The
ground of the outer court is also a mosaic of jet and gold: but
thenceforth the jet-squares give place throughout to squares of silver,
and the gold-squares to squares of clear amber, clear as solidified oil.
The entrance is by an Egyptian doorway 7 ft. high, with folding-doors of
gold-plated cedar, opening inwards, surrounded by a very large
projecting coping of plain silver, 3-1/2 ft. wide, severe simplicity of
line throughout enormously multiplying the effect of richness of
material. The interior resembles, I believe, rather a Homeric, than an
Assyrian or Egyptian house--except for the 'galleries,' which are purely
Babylonish and Old Hebrew. The inner court, with its wine-pool and
tanks, is a small oblong of 8 ft. by 9 ft., upon which open four
silver-latticed window-oblongs in the same proportion, and two doors,
before and behind, oblongs in the same proportion.

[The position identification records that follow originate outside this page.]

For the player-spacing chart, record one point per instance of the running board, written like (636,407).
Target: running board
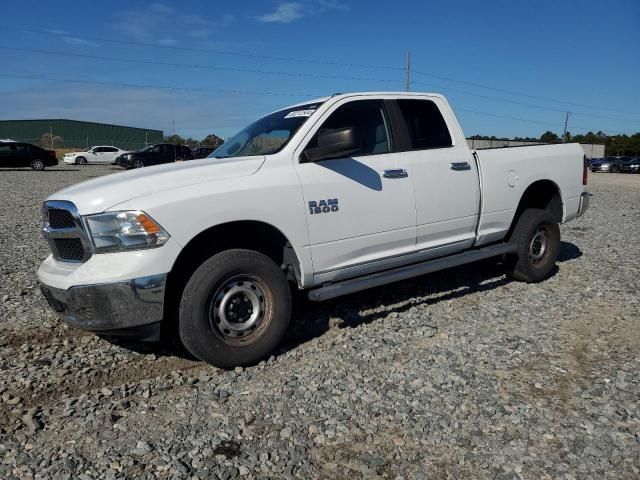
(333,290)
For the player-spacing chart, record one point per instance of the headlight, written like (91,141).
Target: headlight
(118,231)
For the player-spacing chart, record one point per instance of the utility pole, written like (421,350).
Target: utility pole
(407,82)
(566,122)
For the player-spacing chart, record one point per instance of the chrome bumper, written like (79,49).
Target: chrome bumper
(584,203)
(110,307)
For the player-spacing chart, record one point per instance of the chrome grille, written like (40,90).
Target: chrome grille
(60,218)
(64,231)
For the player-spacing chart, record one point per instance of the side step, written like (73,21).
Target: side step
(333,290)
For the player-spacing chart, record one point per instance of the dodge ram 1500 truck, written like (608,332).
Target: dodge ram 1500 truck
(332,196)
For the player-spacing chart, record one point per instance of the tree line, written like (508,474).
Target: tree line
(619,145)
(208,141)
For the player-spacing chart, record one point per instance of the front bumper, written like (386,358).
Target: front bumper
(112,308)
(583,206)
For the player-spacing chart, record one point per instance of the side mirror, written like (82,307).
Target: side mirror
(333,144)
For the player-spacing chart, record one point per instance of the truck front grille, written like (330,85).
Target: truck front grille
(64,230)
(60,218)
(69,249)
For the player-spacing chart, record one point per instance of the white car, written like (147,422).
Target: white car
(97,154)
(332,196)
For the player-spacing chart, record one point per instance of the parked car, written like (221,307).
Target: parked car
(154,155)
(608,164)
(99,154)
(333,196)
(632,165)
(202,152)
(19,154)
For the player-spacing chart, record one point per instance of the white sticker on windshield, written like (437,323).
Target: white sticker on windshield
(299,113)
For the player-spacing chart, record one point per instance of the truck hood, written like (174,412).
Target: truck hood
(99,194)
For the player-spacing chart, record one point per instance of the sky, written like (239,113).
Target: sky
(508,68)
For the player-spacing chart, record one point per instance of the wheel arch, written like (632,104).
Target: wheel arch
(249,234)
(544,194)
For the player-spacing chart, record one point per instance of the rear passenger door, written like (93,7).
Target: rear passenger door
(443,173)
(6,155)
(108,155)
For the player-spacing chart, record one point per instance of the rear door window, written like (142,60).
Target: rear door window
(426,126)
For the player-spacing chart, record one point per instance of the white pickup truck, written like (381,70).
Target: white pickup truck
(332,196)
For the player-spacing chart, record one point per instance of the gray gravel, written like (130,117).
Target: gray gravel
(462,374)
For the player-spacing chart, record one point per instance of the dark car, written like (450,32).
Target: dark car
(631,166)
(608,164)
(155,155)
(202,152)
(18,154)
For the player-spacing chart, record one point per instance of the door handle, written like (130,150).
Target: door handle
(460,166)
(397,173)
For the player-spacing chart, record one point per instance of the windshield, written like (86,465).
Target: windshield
(267,135)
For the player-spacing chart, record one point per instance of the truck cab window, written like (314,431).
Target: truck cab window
(425,125)
(369,119)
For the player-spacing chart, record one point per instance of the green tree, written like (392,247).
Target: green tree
(212,140)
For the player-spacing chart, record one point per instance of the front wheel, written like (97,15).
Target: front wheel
(235,309)
(537,237)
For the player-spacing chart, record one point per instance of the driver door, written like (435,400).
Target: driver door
(360,211)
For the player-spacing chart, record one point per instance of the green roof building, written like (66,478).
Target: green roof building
(62,133)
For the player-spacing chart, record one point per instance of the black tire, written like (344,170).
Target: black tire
(537,236)
(37,165)
(209,326)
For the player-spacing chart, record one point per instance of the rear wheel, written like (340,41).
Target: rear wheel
(537,237)
(37,165)
(235,309)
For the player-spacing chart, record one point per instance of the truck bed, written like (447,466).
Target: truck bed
(506,172)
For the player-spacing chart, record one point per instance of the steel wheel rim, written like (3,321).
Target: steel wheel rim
(539,244)
(237,310)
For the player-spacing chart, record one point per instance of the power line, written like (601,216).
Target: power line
(302,75)
(203,50)
(530,105)
(204,91)
(163,87)
(194,65)
(316,62)
(511,92)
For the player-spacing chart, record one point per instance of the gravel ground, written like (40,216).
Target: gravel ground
(462,374)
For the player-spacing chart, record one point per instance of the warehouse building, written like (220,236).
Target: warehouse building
(62,134)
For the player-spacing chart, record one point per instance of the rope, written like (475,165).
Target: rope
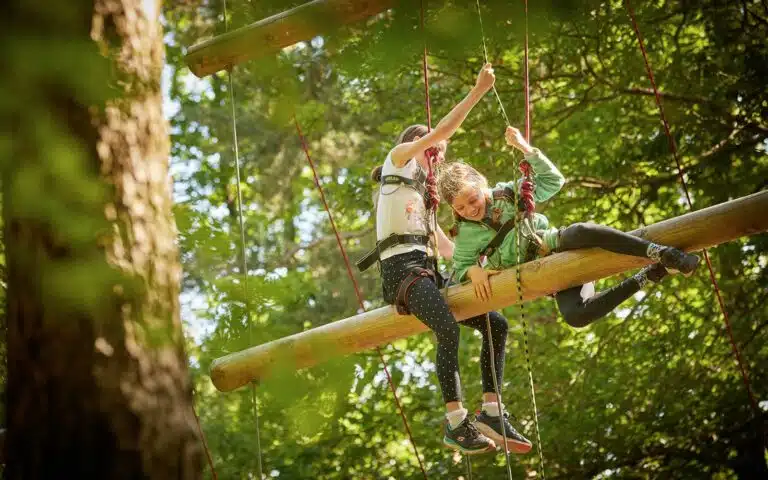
(485,54)
(673,148)
(496,388)
(430,153)
(244,262)
(527,196)
(357,291)
(205,445)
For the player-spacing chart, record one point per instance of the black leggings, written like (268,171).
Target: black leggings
(580,312)
(428,305)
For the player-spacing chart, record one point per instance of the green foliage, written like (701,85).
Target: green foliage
(651,391)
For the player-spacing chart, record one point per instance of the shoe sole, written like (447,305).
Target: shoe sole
(447,443)
(513,445)
(688,271)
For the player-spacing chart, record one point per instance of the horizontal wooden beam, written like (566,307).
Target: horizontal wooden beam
(272,34)
(693,231)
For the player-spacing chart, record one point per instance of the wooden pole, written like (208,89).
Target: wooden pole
(693,231)
(270,35)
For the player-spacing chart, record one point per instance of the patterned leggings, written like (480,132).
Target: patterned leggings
(579,311)
(428,305)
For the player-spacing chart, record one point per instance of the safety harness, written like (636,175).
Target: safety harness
(421,183)
(503,229)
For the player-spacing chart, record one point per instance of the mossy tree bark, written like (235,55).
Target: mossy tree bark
(98,383)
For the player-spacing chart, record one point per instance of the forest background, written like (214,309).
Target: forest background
(651,391)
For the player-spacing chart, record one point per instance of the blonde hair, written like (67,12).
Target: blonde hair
(453,177)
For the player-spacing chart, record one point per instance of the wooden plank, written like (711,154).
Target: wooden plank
(693,231)
(272,34)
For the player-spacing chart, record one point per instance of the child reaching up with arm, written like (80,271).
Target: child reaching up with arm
(481,212)
(408,279)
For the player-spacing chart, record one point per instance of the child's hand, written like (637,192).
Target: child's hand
(480,280)
(516,139)
(485,78)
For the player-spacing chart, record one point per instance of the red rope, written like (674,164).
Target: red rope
(357,292)
(673,147)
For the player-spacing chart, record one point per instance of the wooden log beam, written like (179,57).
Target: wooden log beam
(693,231)
(272,34)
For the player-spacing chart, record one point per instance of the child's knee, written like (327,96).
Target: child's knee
(448,333)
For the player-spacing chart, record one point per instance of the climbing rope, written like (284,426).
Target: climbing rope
(242,247)
(526,195)
(357,292)
(430,153)
(675,154)
(205,446)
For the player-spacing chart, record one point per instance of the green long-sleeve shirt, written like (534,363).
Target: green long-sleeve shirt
(473,237)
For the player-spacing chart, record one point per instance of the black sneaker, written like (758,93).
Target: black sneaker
(675,260)
(491,427)
(651,273)
(466,439)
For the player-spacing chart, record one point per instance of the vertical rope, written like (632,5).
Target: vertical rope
(242,248)
(527,196)
(358,293)
(497,389)
(675,154)
(517,269)
(431,153)
(205,446)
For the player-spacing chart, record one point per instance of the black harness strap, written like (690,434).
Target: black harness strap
(401,299)
(373,256)
(502,230)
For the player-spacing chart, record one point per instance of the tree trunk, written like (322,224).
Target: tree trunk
(98,382)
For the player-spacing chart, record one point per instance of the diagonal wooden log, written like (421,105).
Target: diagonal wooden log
(272,34)
(693,231)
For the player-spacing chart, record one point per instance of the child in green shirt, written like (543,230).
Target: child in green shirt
(481,211)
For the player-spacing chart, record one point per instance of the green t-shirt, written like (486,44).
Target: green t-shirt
(474,236)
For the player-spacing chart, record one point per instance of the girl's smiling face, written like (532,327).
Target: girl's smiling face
(470,203)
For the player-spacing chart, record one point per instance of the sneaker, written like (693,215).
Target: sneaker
(466,439)
(491,427)
(651,273)
(675,260)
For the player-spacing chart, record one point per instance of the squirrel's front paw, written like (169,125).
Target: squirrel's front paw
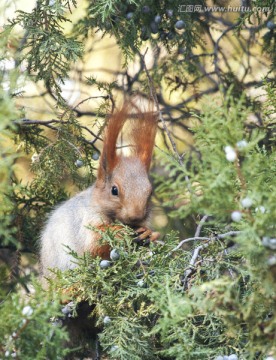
(145,236)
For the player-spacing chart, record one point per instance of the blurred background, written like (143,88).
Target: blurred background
(65,65)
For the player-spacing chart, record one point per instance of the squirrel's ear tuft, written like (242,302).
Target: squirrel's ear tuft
(143,135)
(109,157)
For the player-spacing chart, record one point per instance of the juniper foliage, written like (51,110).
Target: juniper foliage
(212,296)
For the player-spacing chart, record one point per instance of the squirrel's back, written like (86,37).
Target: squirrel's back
(122,192)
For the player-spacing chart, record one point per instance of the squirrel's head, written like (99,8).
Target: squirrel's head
(123,188)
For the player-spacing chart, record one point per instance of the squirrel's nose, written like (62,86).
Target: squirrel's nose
(135,220)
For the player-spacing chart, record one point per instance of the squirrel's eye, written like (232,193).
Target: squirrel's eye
(114,191)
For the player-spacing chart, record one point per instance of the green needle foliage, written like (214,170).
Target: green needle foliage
(213,294)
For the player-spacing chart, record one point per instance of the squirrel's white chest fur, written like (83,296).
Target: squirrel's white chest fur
(67,227)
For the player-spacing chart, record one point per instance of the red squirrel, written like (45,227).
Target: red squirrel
(121,192)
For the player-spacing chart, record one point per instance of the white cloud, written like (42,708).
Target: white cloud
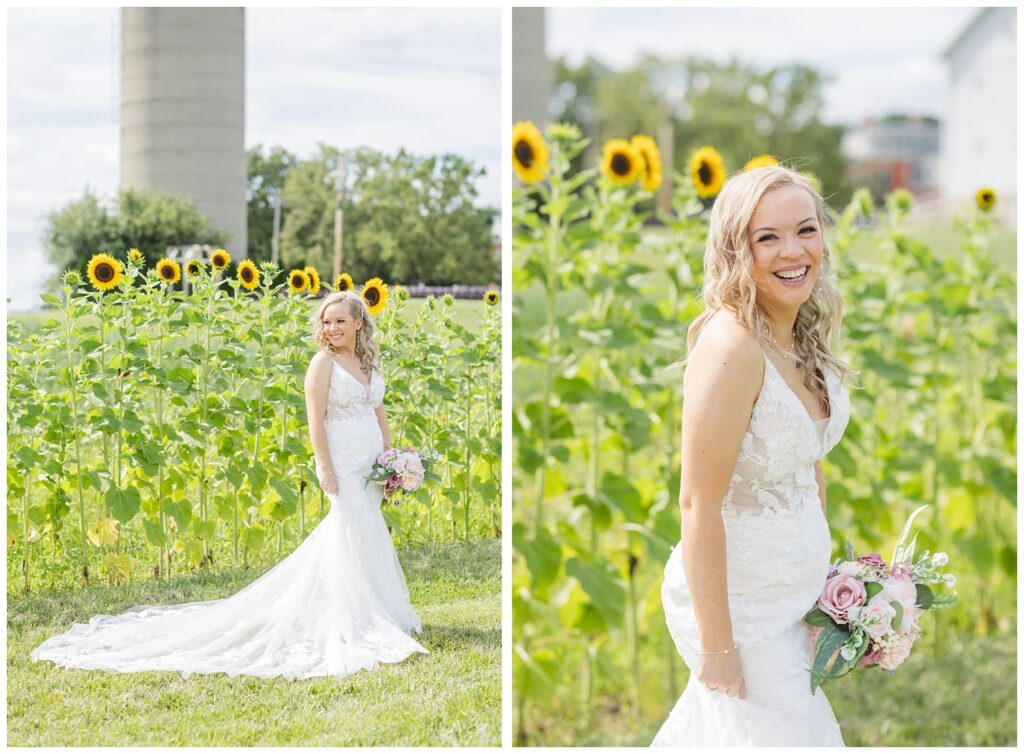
(883,57)
(426,79)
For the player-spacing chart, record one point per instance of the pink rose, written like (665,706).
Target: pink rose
(895,656)
(871,657)
(876,617)
(873,559)
(840,594)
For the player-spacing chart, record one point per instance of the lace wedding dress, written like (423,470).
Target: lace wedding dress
(337,604)
(777,550)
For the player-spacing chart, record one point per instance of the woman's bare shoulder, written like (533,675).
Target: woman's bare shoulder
(726,359)
(320,363)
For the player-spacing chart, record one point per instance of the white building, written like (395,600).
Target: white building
(979,135)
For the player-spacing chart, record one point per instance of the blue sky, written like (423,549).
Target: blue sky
(883,59)
(428,80)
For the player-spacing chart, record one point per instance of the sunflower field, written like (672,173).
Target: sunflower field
(600,312)
(153,430)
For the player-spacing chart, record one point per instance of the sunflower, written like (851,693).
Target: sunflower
(529,153)
(708,171)
(104,271)
(650,169)
(375,294)
(248,275)
(761,161)
(219,258)
(194,267)
(623,161)
(298,281)
(313,280)
(344,283)
(169,270)
(985,199)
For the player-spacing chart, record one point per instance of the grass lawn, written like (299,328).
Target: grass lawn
(451,697)
(964,696)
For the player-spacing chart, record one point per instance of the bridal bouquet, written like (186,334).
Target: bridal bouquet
(868,611)
(401,470)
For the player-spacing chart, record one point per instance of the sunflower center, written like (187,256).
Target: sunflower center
(523,153)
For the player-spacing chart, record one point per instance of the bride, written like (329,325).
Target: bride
(764,403)
(339,602)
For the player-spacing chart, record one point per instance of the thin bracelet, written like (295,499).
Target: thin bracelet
(720,652)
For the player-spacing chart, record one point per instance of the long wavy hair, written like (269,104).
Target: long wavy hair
(367,348)
(729,283)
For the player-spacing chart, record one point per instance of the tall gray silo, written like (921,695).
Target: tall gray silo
(531,72)
(182,110)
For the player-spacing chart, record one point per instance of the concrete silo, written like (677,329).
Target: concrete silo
(182,110)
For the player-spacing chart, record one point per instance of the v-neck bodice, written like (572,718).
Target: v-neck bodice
(774,470)
(348,399)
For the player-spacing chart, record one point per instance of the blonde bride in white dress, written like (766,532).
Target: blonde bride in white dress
(764,403)
(339,602)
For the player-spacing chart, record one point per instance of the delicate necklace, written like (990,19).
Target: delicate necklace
(788,353)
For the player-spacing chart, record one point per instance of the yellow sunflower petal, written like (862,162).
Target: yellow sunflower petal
(104,271)
(708,170)
(168,270)
(650,172)
(375,294)
(761,161)
(344,283)
(248,275)
(985,198)
(529,153)
(622,162)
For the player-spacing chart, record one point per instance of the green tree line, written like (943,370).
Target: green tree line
(408,218)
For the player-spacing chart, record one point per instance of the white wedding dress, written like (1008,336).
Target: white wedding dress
(777,550)
(337,604)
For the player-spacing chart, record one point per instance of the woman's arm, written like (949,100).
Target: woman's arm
(819,474)
(315,386)
(385,427)
(722,383)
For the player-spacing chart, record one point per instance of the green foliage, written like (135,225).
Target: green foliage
(600,312)
(266,173)
(451,697)
(148,221)
(151,429)
(406,217)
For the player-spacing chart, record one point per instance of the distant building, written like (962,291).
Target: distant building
(979,141)
(182,110)
(894,152)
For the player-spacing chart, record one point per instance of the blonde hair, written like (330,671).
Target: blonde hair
(367,349)
(729,283)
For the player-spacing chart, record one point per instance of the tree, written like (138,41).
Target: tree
(407,218)
(148,221)
(266,180)
(739,109)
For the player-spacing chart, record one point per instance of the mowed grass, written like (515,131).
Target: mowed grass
(451,697)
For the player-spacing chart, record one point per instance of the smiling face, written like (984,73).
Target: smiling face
(785,240)
(340,326)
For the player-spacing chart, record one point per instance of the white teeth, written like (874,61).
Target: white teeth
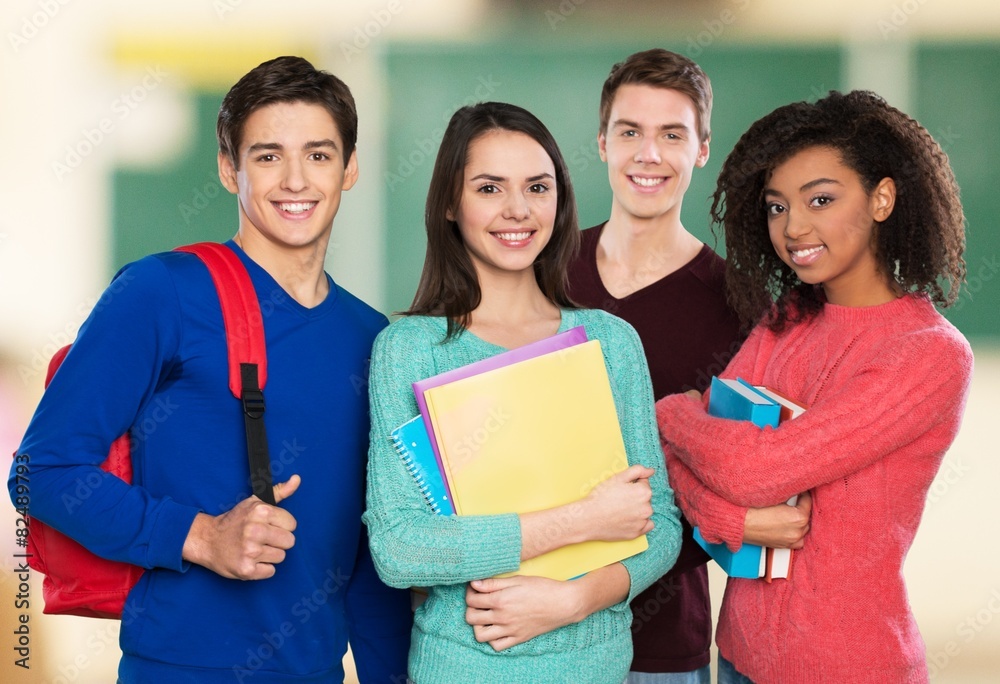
(296,207)
(646,182)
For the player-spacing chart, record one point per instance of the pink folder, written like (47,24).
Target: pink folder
(559,341)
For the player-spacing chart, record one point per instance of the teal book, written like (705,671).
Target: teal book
(738,400)
(414,446)
(749,562)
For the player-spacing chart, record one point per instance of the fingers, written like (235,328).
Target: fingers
(271,516)
(285,489)
(636,473)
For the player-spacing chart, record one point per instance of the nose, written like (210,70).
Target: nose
(294,178)
(517,207)
(648,152)
(796,225)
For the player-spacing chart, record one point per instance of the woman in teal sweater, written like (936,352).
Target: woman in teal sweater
(501,227)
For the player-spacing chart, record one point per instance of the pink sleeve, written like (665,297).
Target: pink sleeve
(885,404)
(717,519)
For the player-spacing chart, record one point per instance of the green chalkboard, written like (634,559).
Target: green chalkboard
(958,100)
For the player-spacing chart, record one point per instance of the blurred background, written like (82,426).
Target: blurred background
(108,121)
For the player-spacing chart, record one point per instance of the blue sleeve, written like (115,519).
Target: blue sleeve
(122,352)
(379,620)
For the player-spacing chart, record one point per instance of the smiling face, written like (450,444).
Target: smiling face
(651,145)
(507,205)
(291,174)
(822,224)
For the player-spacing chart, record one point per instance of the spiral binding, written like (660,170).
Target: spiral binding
(411,467)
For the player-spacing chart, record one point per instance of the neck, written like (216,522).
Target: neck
(634,252)
(299,271)
(871,291)
(513,311)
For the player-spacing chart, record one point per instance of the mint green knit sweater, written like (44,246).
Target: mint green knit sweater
(412,546)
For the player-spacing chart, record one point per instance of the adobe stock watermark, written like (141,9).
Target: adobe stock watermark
(121,108)
(564,11)
(465,448)
(968,629)
(31,25)
(895,20)
(301,612)
(715,27)
(425,148)
(105,636)
(370,30)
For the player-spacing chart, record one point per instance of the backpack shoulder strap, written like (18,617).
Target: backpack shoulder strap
(247,352)
(240,311)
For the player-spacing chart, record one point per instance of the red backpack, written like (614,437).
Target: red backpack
(77,582)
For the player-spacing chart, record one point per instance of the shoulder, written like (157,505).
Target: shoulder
(606,327)
(156,280)
(360,312)
(413,332)
(709,269)
(930,335)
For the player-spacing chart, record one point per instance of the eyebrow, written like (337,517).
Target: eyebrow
(310,145)
(500,179)
(635,124)
(808,186)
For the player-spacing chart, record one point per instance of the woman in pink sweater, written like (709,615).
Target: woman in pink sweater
(843,229)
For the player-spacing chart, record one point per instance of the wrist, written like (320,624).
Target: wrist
(195,543)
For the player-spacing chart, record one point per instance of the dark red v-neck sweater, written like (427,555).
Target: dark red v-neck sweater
(689,335)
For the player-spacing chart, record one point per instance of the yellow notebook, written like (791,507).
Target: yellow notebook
(533,435)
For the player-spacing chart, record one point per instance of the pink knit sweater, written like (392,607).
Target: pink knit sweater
(886,386)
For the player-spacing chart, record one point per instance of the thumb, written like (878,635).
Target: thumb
(488,585)
(285,489)
(637,472)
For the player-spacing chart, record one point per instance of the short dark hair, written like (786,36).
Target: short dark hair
(661,68)
(919,245)
(448,284)
(285,79)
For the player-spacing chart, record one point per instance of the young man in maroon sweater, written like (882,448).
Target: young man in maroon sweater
(645,267)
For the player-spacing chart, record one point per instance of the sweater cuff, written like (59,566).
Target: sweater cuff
(727,522)
(494,544)
(169,532)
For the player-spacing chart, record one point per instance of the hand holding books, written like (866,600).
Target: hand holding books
(536,437)
(738,400)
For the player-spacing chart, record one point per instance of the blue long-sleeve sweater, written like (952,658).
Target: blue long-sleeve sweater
(152,357)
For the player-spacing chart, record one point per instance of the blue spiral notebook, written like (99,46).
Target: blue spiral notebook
(414,447)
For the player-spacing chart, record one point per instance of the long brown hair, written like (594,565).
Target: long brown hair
(448,284)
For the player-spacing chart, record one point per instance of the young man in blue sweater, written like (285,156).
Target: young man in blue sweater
(235,590)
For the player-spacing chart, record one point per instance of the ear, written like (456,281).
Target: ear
(702,157)
(883,199)
(351,172)
(227,173)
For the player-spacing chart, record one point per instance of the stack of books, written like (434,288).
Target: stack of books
(526,430)
(764,407)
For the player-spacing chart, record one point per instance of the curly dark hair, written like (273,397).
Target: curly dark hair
(920,244)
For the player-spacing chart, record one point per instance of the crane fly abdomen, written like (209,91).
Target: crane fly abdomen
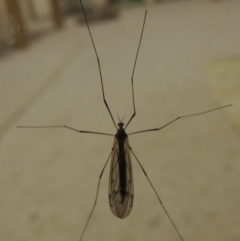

Round this run the
eight walls of the house proper, the inner 10 ft. from the outer, each
parallel two forming a single long corridor-like chamber, except the
front (east) two, which are divided into three apartments; in each side
of the house are six panels of massive plain silver, half-an-inch
thinner in their central space, where are affixed paintings, 22 or else
21 taken at the burning of Paris from a place called 'The Louvre,' and 2
or else 3 from a place in England: so that the panels have the look of
frames, and are surrounded by oval garlands of the palest amethyst,
topaz, sapphire, and turquoise which I could find, each garland being of
only one kind of stone, a mere oval ring two feet wide at the sides and
narrowing to an inch at the top and bottom, without designs.